Com a presença de multidão de amigos, de muitos sacerdotes e religiosas, às 15h, Dom Oneres Marchiori, terceiro bispo diocesano, grande amigo, com quem por anos trabalhou e agora bispo emérito de Lages, presidiu a Santa Missa com encomendação. Em seguida, foi sepultado junto as seus pais e Frei Nicolau.

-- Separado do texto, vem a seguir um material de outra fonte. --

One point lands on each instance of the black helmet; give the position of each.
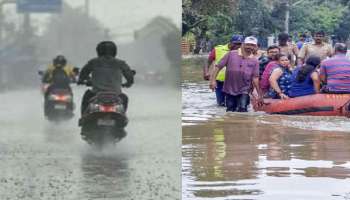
(106, 48)
(59, 61)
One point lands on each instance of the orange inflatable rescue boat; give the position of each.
(316, 105)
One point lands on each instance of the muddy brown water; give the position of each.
(259, 156)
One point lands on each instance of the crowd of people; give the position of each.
(237, 70)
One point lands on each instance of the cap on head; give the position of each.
(237, 39)
(251, 40)
(283, 37)
(106, 48)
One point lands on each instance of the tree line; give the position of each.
(219, 19)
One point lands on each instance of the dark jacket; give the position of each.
(106, 74)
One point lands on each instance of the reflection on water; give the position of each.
(258, 156)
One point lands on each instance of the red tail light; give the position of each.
(108, 108)
(64, 98)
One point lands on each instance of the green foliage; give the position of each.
(265, 17)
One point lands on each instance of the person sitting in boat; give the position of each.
(280, 79)
(305, 79)
(335, 72)
(272, 53)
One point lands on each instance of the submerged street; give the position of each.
(259, 156)
(47, 160)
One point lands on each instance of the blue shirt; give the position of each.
(301, 89)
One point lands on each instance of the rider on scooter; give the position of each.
(106, 74)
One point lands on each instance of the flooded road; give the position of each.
(259, 156)
(43, 161)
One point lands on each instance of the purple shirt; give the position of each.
(264, 82)
(239, 73)
(337, 73)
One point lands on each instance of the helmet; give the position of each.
(106, 48)
(59, 61)
(237, 39)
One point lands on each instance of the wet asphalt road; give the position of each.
(243, 156)
(41, 160)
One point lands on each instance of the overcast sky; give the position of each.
(120, 16)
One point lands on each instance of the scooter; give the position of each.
(104, 120)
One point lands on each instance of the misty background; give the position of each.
(47, 160)
(147, 34)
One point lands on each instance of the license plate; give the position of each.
(105, 122)
(60, 107)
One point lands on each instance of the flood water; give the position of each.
(49, 161)
(259, 156)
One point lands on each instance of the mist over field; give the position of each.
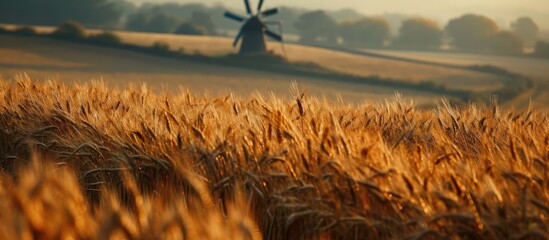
(187, 119)
(503, 11)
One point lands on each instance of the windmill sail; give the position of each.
(253, 31)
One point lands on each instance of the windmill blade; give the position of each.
(273, 35)
(279, 23)
(248, 8)
(270, 12)
(260, 5)
(234, 16)
(238, 37)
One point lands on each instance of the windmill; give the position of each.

Dom Irineu Andreassa, bispo de Lages, estava em Aparecida participando da Assembléia geral da CNBB, razão de não estar presente, mas enviou mensagem de gratidão por sua vida e trabalho, oferecendo esse belo testemunho: “A partida de quem amamos é sempre uma catequese para nós que ficamos. Contemplando a vida do Monsenhor Andreas, conseguimos colher muitos exemplos e virtudes. Cito, entre as tantas:

1) Monsenhor Andreas contribuiu notoriamente com a história de nossa Diocese. Seria difícil descrever a Diocese de Lages sem citar este nosso irmão. Contribuiu com seu ministério, com seu exemplo, sua presença, sua palavra. Como grande benfeitor, possibilitou que a Diocese tivesse muitos meios e espaços que facilitam a evangelização. Formou muitos dos sacerdotes como professor e formador. Acompanhou as atividades e deu a devida assistência à diocese como Vigário Geral.

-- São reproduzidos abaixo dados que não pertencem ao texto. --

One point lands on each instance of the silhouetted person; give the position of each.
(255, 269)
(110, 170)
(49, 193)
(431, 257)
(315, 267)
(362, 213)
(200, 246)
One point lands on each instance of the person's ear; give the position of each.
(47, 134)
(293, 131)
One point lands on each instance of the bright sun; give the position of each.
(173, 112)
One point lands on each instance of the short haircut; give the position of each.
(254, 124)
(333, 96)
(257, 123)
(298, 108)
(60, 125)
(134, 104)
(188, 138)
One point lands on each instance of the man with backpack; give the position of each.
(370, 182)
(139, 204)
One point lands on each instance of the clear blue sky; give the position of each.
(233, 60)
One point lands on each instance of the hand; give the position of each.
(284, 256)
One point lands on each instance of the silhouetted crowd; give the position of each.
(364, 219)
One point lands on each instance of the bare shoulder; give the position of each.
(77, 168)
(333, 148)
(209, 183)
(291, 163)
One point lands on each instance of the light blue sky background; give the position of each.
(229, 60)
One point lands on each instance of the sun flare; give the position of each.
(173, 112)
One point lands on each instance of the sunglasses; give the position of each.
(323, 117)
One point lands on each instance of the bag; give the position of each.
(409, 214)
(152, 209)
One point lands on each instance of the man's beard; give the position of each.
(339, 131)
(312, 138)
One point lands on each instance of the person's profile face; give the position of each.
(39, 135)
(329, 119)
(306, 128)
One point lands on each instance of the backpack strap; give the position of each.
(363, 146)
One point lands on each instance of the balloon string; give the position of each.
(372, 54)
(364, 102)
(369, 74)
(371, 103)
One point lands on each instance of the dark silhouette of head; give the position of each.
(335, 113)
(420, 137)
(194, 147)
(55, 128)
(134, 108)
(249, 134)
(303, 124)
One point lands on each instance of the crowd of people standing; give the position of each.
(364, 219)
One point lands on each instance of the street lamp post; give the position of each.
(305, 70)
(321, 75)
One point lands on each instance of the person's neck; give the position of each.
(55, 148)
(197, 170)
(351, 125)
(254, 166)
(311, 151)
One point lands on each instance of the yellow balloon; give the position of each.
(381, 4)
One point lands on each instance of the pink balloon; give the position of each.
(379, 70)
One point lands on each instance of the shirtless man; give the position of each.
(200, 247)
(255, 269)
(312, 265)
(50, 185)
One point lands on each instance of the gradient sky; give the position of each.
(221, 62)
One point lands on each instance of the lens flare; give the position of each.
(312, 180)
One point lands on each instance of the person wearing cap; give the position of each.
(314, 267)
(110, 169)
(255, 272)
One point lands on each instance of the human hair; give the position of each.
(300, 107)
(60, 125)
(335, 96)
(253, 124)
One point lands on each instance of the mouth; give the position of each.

2) Monsenhor é para nós um modelo de amor. Porque amava a Deus, sabia que seu sofrimento era passageiro. Porque amava ofereceu suas dores aos mais necessitados. Porque nos amava, jamais reclamou de qualquer enfermidade – porque pensava que iria incomodar. Nós, muitas vezes, rezamos juntos na oração das Laudes: “fazei-nos carregar o peso do dia, sem jamais murmurar contra a vossa vontade” e acredito, piamente, que essa oração lhe era muito presente.

3) Monsenhor morreu pobre. Morreu pobre, mas porque teve uma vida pobre. Entregou-se nos braços do Pai sem ter sequer um bem material. Homem de um desprendimento imenso, fez da sua vida um total doar-se. Carregava no coração um desejo: ajudar. Se para ajudar fosse preciso dar o que tinha, ele o fazia com alegria”.

Quem teve a graça de estar com Pe. Andréas percebia que era sempre o mesmo: humilde, afável, sorridente, pronto para servir. A simplicidade extrema lhe ocultava a inteligência, a atitude modesta, as responsabilidades que assumia. Engrandeceu o clero serrano, marcou a vida católica por tantos anos de dedicação integral nos seus 51 anos de ministério, sempre fiel a seu lema: “Que minhas mãos sejam uma manjedoura para que Jesus nasça todos os dias”.